Wien (OTS) – Bernd Hinteregger, Präsident des Sozialdemokratischen
Wirtschaftsverbands Österreich (SWV): „Ich freue mich, dass Martha
Schultz die Präsidentschaft der WKÖ übernommen hat. Jetzt geht es
darum, den von ihr begonnenen Reformprozess rasch voranzubringen und
zentrale Themen für Österreichs Unternehmer:innen anzugehen.“

Einmalige Chance auf Veränderung

Martha Schultz ist die erste Frau an der Spitze der
Wirtschaftskammer in der Geschichte

und das ist gut so. Hinteregger betont, dass sich mit ihr eine
einmalige Chance auf echte Veränderung eröffnet: „Martha Schultz
sieht es nicht als ihre Lebensaufgabe, Präsidentin der
Wirtschaftskammer zu sein. Sie ist keine Berufspolitikerin, sondern
Unternehmerin und Funktionärin, die sich bewusst ist, dass es so wie
bisher nicht weitergehen kann. Als erste Frau und Reformerin könnte
sie in die Geschichte eingehen.“

10-Punkte-Plan für die WKÖ

Der Chef der Roten Wirtschaft erinnert daran, dass der SWV
bereits einen 10-Punkte-Plan für eine strukturelle Modernisierung und
schlankere Verwaltungsprozesse vorgelegt hat: „Wir fordern volle
Transparenz bei Gehältern, eine spürbare Entlastung für EPU und KMU,
eine Servicegarantie, steuerliche Beratungsangebote, einen
Härtefallfonds für erkrankte Selbstständige, mehr soziale Absicherung
sowie ein modernes Wahlrecht“, erklärt Hinteregger. Diese Maßnahmen
würden tief in die Organisation wirken und eine grundlegend neue
Ausrichtung der Wirtschaftskammer ermöglichen. Dazu startet
Hinteregger heute die SWV-Kampagne „Meine beste Idee“ https://meine-
beste-idee.at/ und fragt Unternehmer:innen direkt nach ihren Wünschen
und Anliegen für eine moderne Interessensvertretung.

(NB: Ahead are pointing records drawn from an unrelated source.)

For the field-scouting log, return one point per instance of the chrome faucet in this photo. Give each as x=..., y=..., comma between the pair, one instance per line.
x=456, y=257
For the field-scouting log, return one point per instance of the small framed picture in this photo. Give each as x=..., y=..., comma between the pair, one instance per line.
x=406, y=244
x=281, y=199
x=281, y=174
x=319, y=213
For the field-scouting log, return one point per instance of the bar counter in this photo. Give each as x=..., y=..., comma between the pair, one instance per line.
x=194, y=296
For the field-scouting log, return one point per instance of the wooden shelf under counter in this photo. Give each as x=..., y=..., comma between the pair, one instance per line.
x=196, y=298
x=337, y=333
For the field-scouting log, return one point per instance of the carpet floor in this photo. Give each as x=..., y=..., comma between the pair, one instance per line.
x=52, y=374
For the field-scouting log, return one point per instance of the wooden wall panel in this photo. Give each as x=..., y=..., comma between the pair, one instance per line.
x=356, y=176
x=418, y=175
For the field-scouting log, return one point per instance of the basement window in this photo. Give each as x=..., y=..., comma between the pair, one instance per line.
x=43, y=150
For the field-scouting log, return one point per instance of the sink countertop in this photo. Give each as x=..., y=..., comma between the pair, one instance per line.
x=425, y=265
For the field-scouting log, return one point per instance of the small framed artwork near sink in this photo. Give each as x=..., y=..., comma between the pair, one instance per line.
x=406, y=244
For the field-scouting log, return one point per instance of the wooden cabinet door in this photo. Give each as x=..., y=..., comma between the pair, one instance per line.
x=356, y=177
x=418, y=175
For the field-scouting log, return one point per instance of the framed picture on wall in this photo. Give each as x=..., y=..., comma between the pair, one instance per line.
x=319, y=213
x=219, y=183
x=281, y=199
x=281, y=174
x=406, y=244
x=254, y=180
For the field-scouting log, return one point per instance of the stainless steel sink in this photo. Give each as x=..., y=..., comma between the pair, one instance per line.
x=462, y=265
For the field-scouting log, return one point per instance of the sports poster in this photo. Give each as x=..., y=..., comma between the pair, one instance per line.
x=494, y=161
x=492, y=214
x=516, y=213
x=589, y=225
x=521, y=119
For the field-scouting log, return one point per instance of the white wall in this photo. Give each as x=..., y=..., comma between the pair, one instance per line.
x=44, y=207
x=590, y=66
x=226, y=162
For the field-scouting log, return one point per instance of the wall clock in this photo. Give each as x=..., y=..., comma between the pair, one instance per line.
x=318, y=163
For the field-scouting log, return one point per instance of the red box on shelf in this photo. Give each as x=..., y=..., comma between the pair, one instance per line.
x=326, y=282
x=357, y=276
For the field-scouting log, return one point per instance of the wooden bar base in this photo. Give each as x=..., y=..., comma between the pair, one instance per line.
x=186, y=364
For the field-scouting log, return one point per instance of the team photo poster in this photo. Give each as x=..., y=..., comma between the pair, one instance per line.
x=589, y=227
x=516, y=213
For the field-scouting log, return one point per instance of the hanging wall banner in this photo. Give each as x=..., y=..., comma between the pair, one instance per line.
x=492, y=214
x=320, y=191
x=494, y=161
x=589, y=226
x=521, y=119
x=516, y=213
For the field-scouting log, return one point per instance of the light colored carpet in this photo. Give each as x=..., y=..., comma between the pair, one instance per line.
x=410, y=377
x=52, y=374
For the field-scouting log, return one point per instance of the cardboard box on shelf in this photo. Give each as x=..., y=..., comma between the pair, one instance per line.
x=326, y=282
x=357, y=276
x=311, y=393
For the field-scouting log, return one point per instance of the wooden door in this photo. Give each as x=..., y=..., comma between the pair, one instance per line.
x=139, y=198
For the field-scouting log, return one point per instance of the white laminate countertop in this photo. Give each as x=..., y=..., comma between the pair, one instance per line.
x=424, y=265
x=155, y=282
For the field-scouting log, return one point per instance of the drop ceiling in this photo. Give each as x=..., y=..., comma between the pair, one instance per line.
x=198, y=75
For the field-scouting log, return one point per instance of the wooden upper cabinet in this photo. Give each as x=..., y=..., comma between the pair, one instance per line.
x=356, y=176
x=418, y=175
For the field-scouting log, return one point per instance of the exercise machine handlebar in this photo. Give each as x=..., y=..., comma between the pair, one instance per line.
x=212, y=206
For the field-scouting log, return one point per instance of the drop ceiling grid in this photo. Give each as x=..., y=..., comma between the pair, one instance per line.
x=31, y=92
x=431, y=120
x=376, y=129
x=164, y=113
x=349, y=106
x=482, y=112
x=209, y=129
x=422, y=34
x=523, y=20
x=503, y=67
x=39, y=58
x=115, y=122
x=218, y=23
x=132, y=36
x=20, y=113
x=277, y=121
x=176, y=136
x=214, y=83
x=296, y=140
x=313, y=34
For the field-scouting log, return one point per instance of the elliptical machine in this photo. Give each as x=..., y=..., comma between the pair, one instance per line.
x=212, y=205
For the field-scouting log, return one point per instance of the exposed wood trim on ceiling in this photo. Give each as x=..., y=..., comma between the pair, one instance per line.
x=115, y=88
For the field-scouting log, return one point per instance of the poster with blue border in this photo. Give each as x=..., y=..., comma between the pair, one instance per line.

Reformturbo statt Stillstand

Hinteregger weiter: „Ich gehe davon aus, dass Schultz mit allen
Fraktionen zusammenarbeiten will, um parteiübergreifend das Beste für
die Kammer und die Unternehmer:innen in Österreich zu erreichen.“
Österreich brauche jetzt einen Reformturbo und keine Bremse. „Ich
hoffe, dass Schultz auch in der Lage ist, lähmende Kräfte in der
eigenen Fraktion auszubremsen. Der Druck aus der Basis ist groß – ein
weiter wie bisher ist keine Option“, so Hinteregger abschließend.